POMC deficiency has been previously described as a syndrome of central adrenal insufficiency, obesity and characteristic hair and skin pigmentation which may be associated with childhood and adolescence-onset central hypothyroidism and hypogonadotropic hypogonadism. This case illustrates a unique instance of POMC deficiency in which the patient did not have hypoglycemia documented in the neonatal period or external abnormalities in hair and skin pigmentation. Additionally, his seizure disorder and developmental delay is thought to be secondary to perinatal anoxic brain injury and not from hypoglycemia secondary to congenital ACTH deficiency as has been previously described in cases of POMC deficiency [3- 6]. Instead, his adrenal insufficiency was diagnosed at 5 months of age during evaluation for refractory hypotension concomitant with sepsis. The patient's lack of characteristic neonatal hypoglycemia and red hair/fair skin coupled with his history of seizure disorder and developmental delay likely obscured his diagnosis and led to a considerable delay in obtaining confirmatory genetic testing.

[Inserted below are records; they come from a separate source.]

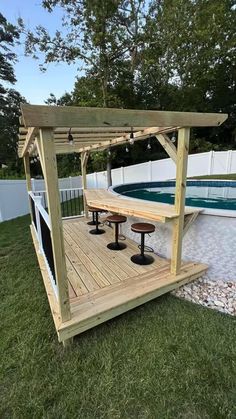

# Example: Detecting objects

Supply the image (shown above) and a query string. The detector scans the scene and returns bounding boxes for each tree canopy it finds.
[0,14,25,174]
[2,0,236,177]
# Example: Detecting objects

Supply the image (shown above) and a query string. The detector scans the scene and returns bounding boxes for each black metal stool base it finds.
[130,253,154,265]
[107,242,127,250]
[87,221,101,226]
[90,228,105,234]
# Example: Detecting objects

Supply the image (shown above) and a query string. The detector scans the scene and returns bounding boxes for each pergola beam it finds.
[21,104,227,129]
[156,133,177,164]
[21,127,38,157]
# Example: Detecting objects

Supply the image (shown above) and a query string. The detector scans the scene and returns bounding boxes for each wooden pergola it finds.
[19,104,227,342]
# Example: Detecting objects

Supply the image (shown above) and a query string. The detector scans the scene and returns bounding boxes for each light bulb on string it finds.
[129,127,134,145]
[147,135,152,150]
[67,128,74,145]
[170,131,176,143]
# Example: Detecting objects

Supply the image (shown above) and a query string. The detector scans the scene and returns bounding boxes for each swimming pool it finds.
[111,180,236,281]
[113,180,236,211]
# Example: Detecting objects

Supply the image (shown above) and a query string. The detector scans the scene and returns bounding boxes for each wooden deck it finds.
[31,218,207,341]
[58,218,207,340]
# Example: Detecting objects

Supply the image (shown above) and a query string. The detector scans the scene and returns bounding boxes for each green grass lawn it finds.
[0,217,236,419]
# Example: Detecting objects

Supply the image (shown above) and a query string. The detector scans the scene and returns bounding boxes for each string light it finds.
[170,132,176,143]
[129,127,134,145]
[147,135,152,150]
[67,128,74,145]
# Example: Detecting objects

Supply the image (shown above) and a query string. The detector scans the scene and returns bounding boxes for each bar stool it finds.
[130,223,155,265]
[106,214,127,250]
[87,207,101,226]
[89,207,105,234]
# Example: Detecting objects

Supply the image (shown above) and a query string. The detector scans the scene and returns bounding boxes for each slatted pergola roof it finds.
[18,104,227,157]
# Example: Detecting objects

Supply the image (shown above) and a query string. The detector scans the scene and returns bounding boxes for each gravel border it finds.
[172,275,236,316]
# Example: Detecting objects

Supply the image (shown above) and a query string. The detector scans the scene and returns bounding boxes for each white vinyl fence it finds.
[0,150,236,222]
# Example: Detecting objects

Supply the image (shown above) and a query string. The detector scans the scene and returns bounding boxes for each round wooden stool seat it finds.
[87,207,101,226]
[131,223,155,234]
[87,207,105,234]
[106,214,127,250]
[130,223,155,265]
[106,214,127,223]
[88,207,102,212]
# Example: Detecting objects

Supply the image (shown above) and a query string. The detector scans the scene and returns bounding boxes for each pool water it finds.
[114,181,236,211]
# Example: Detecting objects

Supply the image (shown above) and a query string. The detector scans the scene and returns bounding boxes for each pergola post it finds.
[80,151,89,218]
[23,153,33,223]
[171,128,190,275]
[39,128,71,322]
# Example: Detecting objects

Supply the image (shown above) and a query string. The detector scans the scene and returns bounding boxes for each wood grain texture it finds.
[39,129,70,321]
[171,128,190,274]
[21,104,227,128]
[85,189,198,223]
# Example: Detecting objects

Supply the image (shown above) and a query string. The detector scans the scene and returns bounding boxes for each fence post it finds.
[69,176,72,189]
[31,177,35,191]
[207,150,214,175]
[34,195,43,253]
[93,172,98,189]
[226,150,232,174]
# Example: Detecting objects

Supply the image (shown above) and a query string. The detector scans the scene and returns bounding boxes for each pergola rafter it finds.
[19,104,227,157]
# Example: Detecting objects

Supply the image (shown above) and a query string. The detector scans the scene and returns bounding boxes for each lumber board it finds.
[171,128,190,274]
[21,104,227,128]
[156,134,177,163]
[84,189,197,223]
[58,264,207,340]
[39,128,70,321]
[30,225,61,330]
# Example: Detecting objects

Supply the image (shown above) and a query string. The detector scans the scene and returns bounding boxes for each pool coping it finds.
[108,179,236,218]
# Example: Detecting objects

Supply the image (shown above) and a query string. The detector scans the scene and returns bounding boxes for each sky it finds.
[0,0,78,104]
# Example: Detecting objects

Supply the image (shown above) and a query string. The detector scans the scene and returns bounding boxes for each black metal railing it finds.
[34,188,84,218]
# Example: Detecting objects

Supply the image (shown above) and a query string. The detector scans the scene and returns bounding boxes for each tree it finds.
[0,13,19,101]
[19,0,148,107]
[0,14,25,173]
[138,0,236,146]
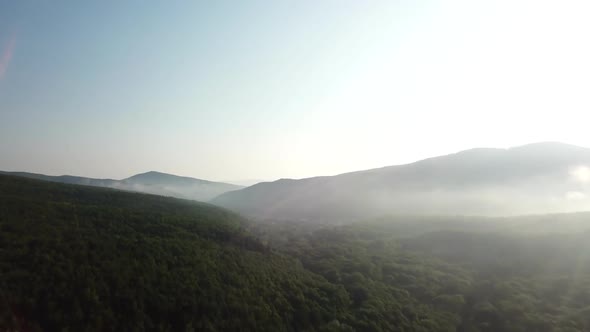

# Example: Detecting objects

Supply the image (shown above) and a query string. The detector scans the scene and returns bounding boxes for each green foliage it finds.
[0,176,347,331]
[0,176,590,332]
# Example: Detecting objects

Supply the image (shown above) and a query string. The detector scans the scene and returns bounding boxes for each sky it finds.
[0,0,590,181]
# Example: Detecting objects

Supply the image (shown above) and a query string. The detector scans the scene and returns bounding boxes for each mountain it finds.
[0,175,347,331]
[211,143,590,222]
[0,171,243,201]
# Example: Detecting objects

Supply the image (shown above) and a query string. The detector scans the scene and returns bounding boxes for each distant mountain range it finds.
[0,171,243,201]
[211,143,590,221]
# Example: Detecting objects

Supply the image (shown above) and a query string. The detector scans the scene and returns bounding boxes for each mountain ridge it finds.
[0,171,243,201]
[211,142,590,221]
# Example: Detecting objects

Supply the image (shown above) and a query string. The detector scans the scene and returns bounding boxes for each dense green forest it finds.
[0,176,590,332]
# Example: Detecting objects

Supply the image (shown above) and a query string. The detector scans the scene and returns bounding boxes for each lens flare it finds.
[0,34,16,80]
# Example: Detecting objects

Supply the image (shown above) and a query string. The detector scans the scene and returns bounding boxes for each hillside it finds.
[211,143,590,222]
[0,175,347,331]
[0,175,590,332]
[0,171,243,201]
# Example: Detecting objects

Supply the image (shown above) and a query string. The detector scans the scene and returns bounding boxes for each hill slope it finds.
[0,171,243,201]
[0,175,347,331]
[211,143,590,221]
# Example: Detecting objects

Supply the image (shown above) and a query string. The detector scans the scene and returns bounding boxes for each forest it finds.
[0,175,590,332]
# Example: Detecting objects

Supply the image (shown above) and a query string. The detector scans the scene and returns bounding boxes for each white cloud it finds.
[570,166,590,183]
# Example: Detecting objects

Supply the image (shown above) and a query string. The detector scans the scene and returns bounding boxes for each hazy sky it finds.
[0,0,590,180]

In this case study, we successfully confirmed the genetic diagnosis in a patient with POMC deficiency after 11 years of extensive inpatient hospitalizations and outpatient care. Given his history of developmental delays/intellectual disabilities (ID) and seizures, this patient went through an extensive series of testing without informative answers [7,8]. The lack of major facial dysmorphisms, absence of congenital anomalies, along with an unclear etiology of early adrenal insufficiency made clinical diagnosis difficult until WES identified this single frameshift mutation. In our patient as well as those in recent studies, this case highlights how a definitive diagnosis of a genetic disorder can provide valuable information about prognosis, anticipatory guidance, and recurrence risk [9]. In children, this knowledge becomes increasingly important in terms of intervention, medical therapy and preventative health care. Accurate diagnosis for patients with POMC deficiency can allow for timely surveillance and management of hypoglycemia as well as treatment of ACTH, TSH, GH, LH, and FSH deficiencies. Unfortunately, the true prevalence of POMC deficiency remains unknown as these syndrome likely remains under diagnosed [1]. With improving our knowledge of genetic mechanisms causing neonatal hypoglycemia or metabolic disorders in early childhood, further studies of earlier treatment approaches can be tailored for the individual patient to maximize neurodevelopmental outcomes
Advances in molecular testing are becoming increasingly available in the clinical setting. There are over 340 genes just associated with epilepsy, many of which have overlapping phenotypic features [7]. The improvements in sequencing technology and bioinformatics, turnaround time as a commercial service, and better insurance coverage for testing have allowed patients and family to access this diagnostic tool. WES is becoming more cost effective compared to traditional protocols involving serial genetic testing, particularly for conditions characterized by genetic heterogeneity [9]. There are limitations to whole exome sequencing which may be overlooked by nongeneticists, particularly when receiving a negative WES result. Mutations and/or causal variants may be in an exon of a gene that is poorly covered in the assay. Disease causing variant(s) may also be in non-coding regions of the genome such as deep intronic or promoter regions. As with any genetic test, it is important that families be counseled about risks, benefits, limitations of genetic testing by certified geneticists and/or genetic counselors. As molecular testing improves at an exponential rate, it is important for families to understand that future diagnostic opportunities may exist in the short and long term despite given a negative test result.